Her mom wasn’t allowed to tell her any specific
details about how she had died, though. It was against the “rules”
for a ghost to tell a living person details about things like that
if they wanted to be able to visit again anyone in the human world
again. Go figure.
Shrugging thoughts of her mom away, Lexi asked,
“Why did you even want me here? I don’t understand. It’s not like
I’m going to let all of the people in Briar Creek feed from me. I
have no intentions in saving all the people in that town . . . not
after they all planned to sacrifice me.”
“He wanted you here because of me,” Gabe chimed
in.
Lexi turned and looked at him. He had been so
quiet that she had somehow forgotten that he was still in the room.

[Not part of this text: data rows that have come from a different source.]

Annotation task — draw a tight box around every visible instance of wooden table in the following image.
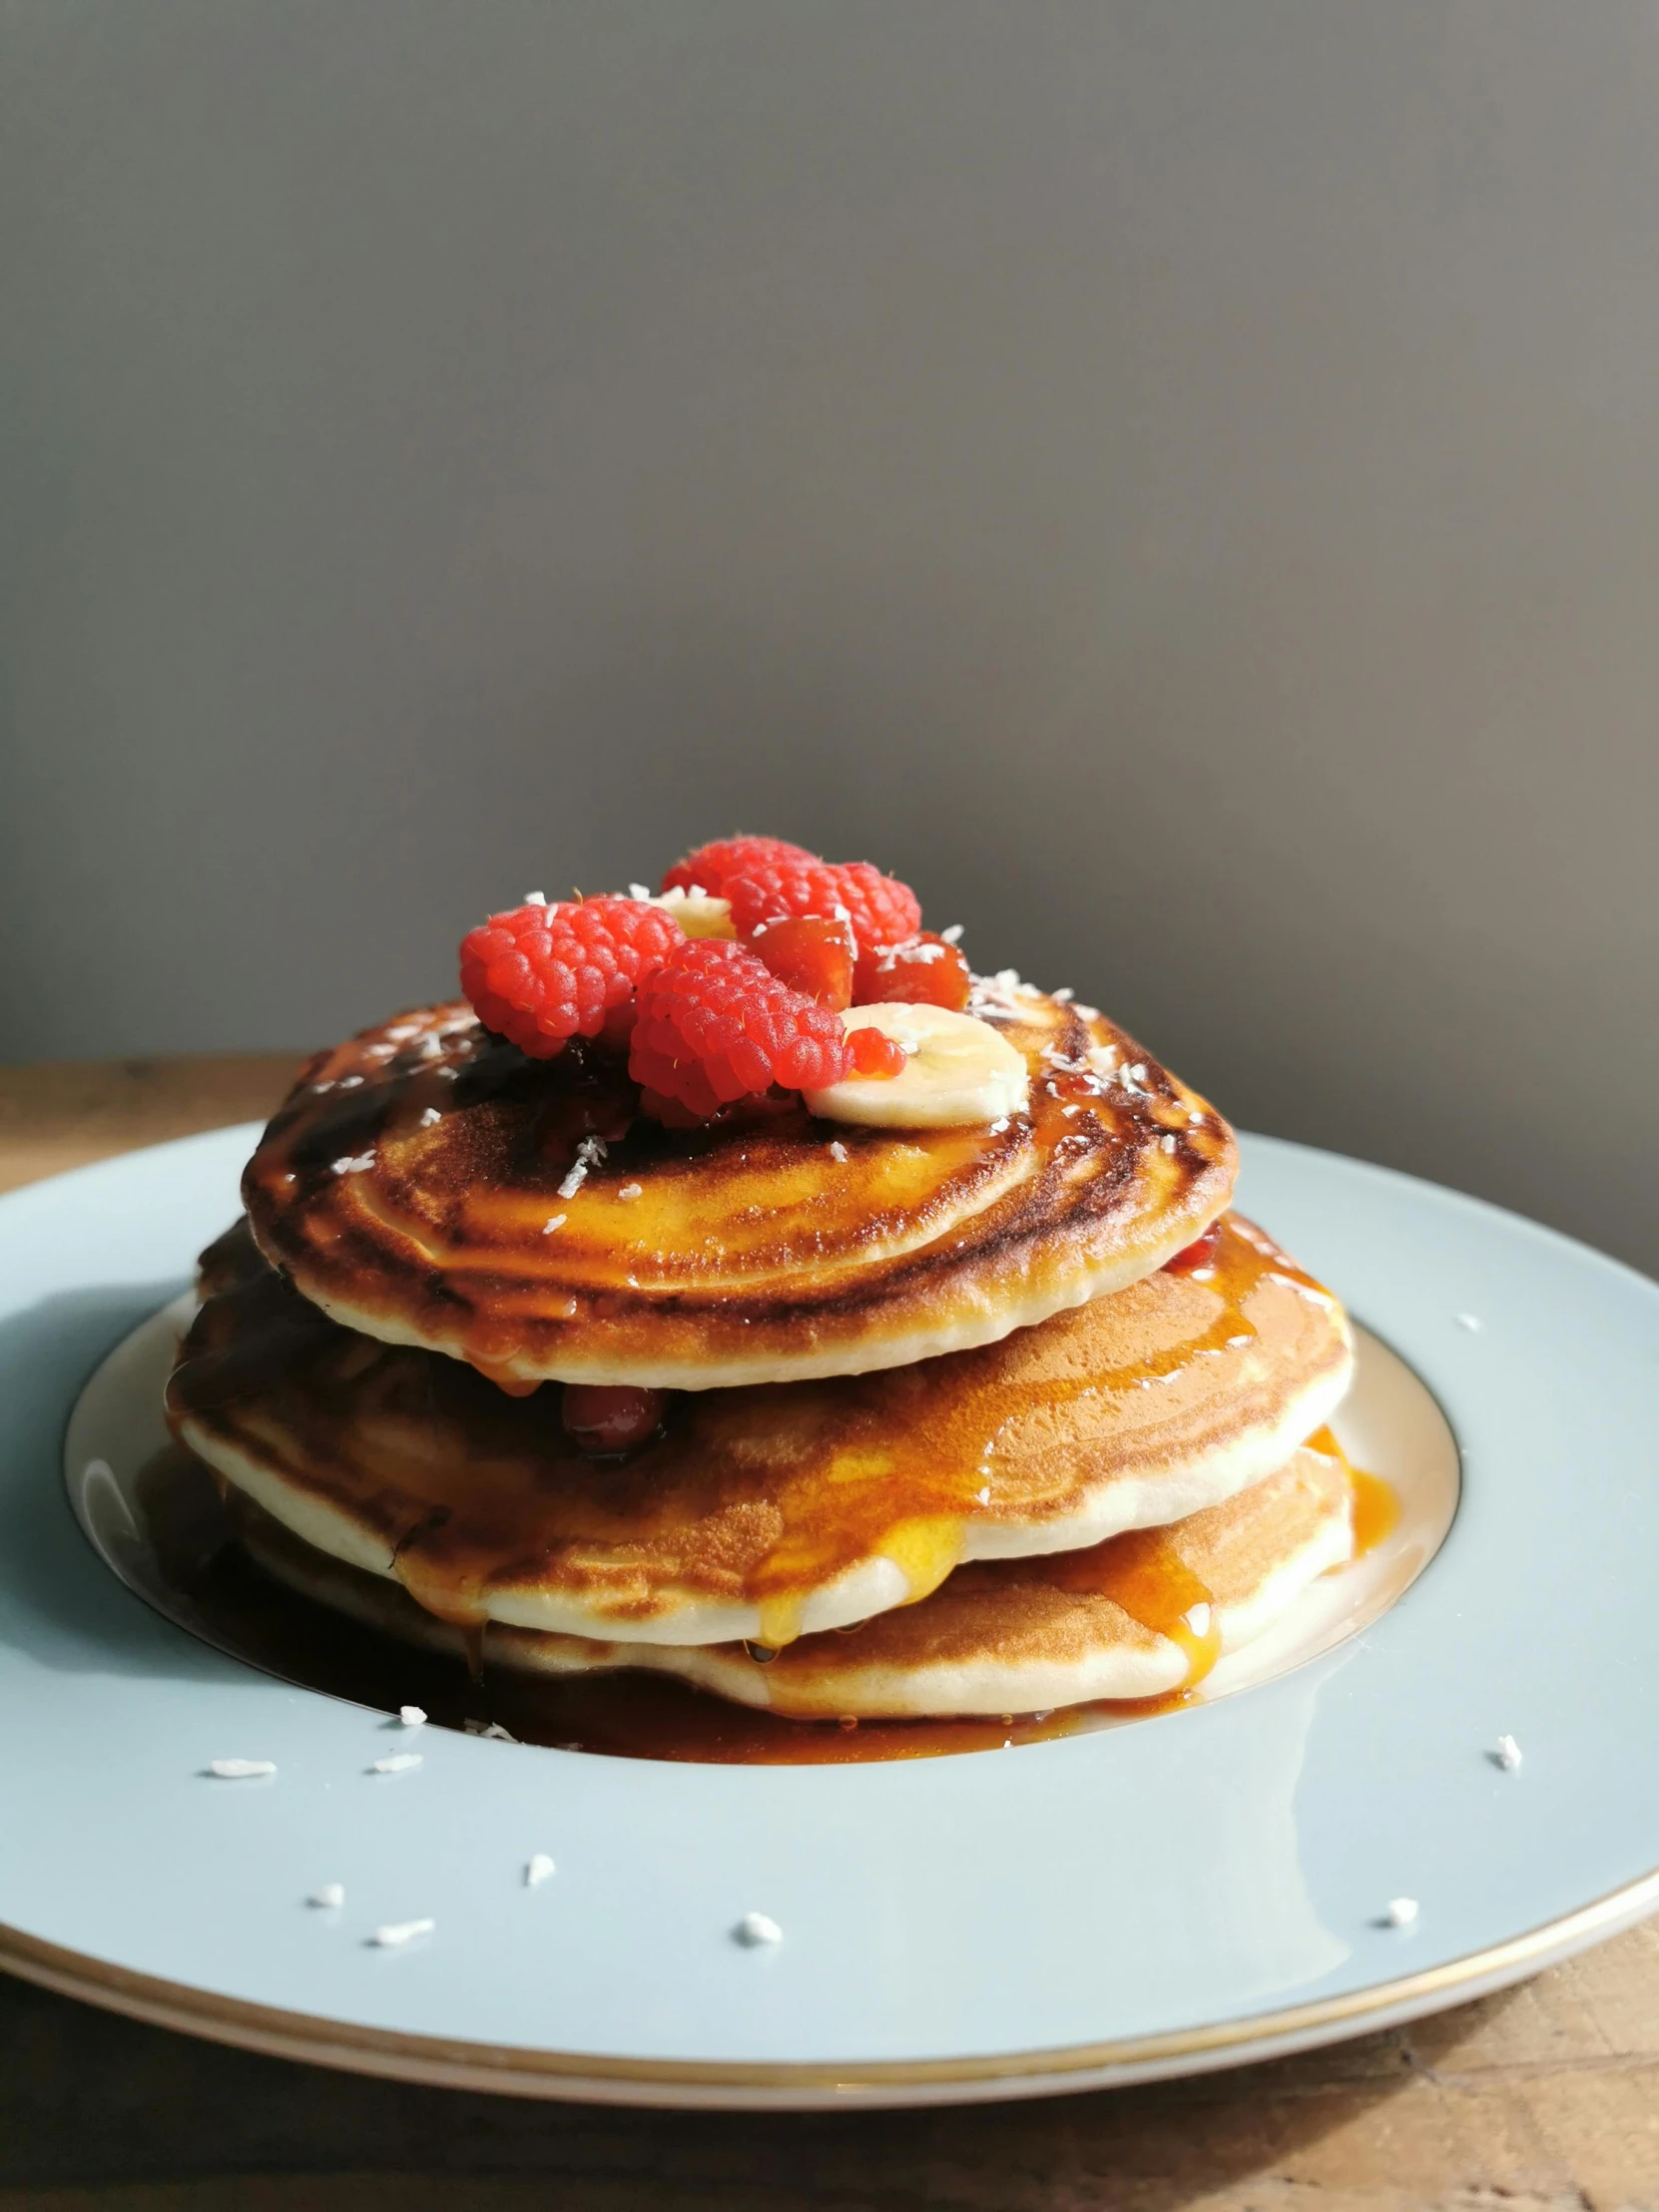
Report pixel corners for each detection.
[4,1056,1658,2212]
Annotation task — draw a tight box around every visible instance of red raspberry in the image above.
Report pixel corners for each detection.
[853,931,971,1012]
[749,914,855,1010]
[460,897,684,1060]
[629,940,851,1120]
[661,835,818,898]
[845,1024,907,1079]
[726,858,921,957]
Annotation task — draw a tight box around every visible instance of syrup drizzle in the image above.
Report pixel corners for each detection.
[129,1434,1394,1765]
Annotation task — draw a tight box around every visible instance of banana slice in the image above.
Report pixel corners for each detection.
[652,886,736,939]
[804,1003,1030,1129]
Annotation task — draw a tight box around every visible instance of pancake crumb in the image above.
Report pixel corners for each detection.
[734,1911,783,1946]
[371,1918,434,1947]
[1456,1313,1483,1333]
[525,1853,556,1887]
[208,1758,276,1779]
[398,1705,427,1728]
[1382,1897,1418,1929]
[368,1752,422,1775]
[308,1883,345,1909]
[1493,1735,1522,1771]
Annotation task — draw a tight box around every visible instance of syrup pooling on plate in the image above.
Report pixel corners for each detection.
[133,1438,1395,1761]
[169,1213,1344,1646]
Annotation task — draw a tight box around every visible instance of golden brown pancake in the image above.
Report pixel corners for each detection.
[168,1214,1352,1647]
[237,1446,1356,1716]
[242,987,1236,1389]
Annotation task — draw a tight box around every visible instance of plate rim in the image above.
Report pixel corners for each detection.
[5,1867,1658,2107]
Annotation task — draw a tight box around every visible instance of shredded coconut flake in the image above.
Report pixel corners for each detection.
[398,1705,427,1729]
[1382,1897,1418,1929]
[1160,1134,1177,1153]
[330,1152,375,1176]
[829,1140,848,1163]
[372,1918,434,1947]
[627,882,652,900]
[208,1758,275,1780]
[416,1107,441,1128]
[464,1720,519,1743]
[524,890,547,905]
[975,1484,991,1505]
[542,1215,567,1234]
[1494,1734,1523,1772]
[1052,987,1075,1003]
[369,1752,422,1775]
[734,1911,783,1947]
[617,1182,643,1202]
[525,1854,556,1888]
[309,1883,345,1910]
[556,1134,608,1201]
[939,923,964,944]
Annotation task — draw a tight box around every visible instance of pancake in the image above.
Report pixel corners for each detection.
[237,1445,1356,1716]
[241,986,1236,1390]
[167,1213,1353,1647]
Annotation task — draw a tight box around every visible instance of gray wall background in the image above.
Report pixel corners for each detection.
[2,1,1656,1274]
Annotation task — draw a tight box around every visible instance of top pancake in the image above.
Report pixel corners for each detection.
[243,985,1236,1389]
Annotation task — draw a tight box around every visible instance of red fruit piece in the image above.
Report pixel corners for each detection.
[852,931,971,1012]
[1163,1221,1221,1276]
[661,835,818,897]
[629,940,851,1120]
[845,1025,907,1079]
[749,914,855,1009]
[726,858,921,957]
[562,1383,666,1455]
[459,897,683,1060]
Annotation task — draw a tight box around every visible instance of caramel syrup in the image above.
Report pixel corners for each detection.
[130,1430,1395,1764]
[170,1213,1316,1657]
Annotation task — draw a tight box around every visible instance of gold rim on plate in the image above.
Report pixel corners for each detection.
[6,1867,1659,2104]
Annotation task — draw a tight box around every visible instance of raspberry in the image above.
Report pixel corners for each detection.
[661,835,817,898]
[629,940,851,1119]
[726,858,921,956]
[853,931,971,1012]
[846,1024,907,1079]
[460,897,684,1060]
[749,914,855,1009]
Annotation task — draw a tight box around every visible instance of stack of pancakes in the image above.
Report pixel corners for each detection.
[168,983,1357,1723]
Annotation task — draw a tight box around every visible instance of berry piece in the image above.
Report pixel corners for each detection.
[1163,1221,1221,1276]
[661,835,818,898]
[460,897,684,1060]
[562,1383,666,1455]
[853,931,972,1012]
[726,858,921,956]
[749,914,854,1010]
[629,940,851,1120]
[846,1024,907,1079]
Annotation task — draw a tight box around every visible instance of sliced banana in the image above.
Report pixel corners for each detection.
[651,886,737,939]
[804,1003,1030,1129]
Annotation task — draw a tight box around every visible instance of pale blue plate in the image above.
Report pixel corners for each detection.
[1,1127,1655,2107]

“What do you mean because of you?”
“I had a vision,” Gabe explained, looking into
her eyes. “I saw what’s going to happen in the future and … and you
were there. The only way we can stop the evil vampires in Briar
Creek is with your help.”
“Why me?” Lexi asked, trying not to sound as
angry as she felt. “And stop them from what? I’m the only thing
they want. If it wasn’t for me being here, wouldn’t everything be
normal? Well, as normal as it could be considering.” She couldn’t
kid herself; nothing in Briar Creek would ever be completely normal
since the entire town was made up of cursed vampires.
“We’ll discuss all of that later,” Austin
interrupted. “But I knew at the time that I had to trust Gabe since
his visions are always right. He saw you there and the rest of the
town lying dead on the ground . . .” Austin drifted off. “Gabe’s
actually the one who helped me change into a vampire.”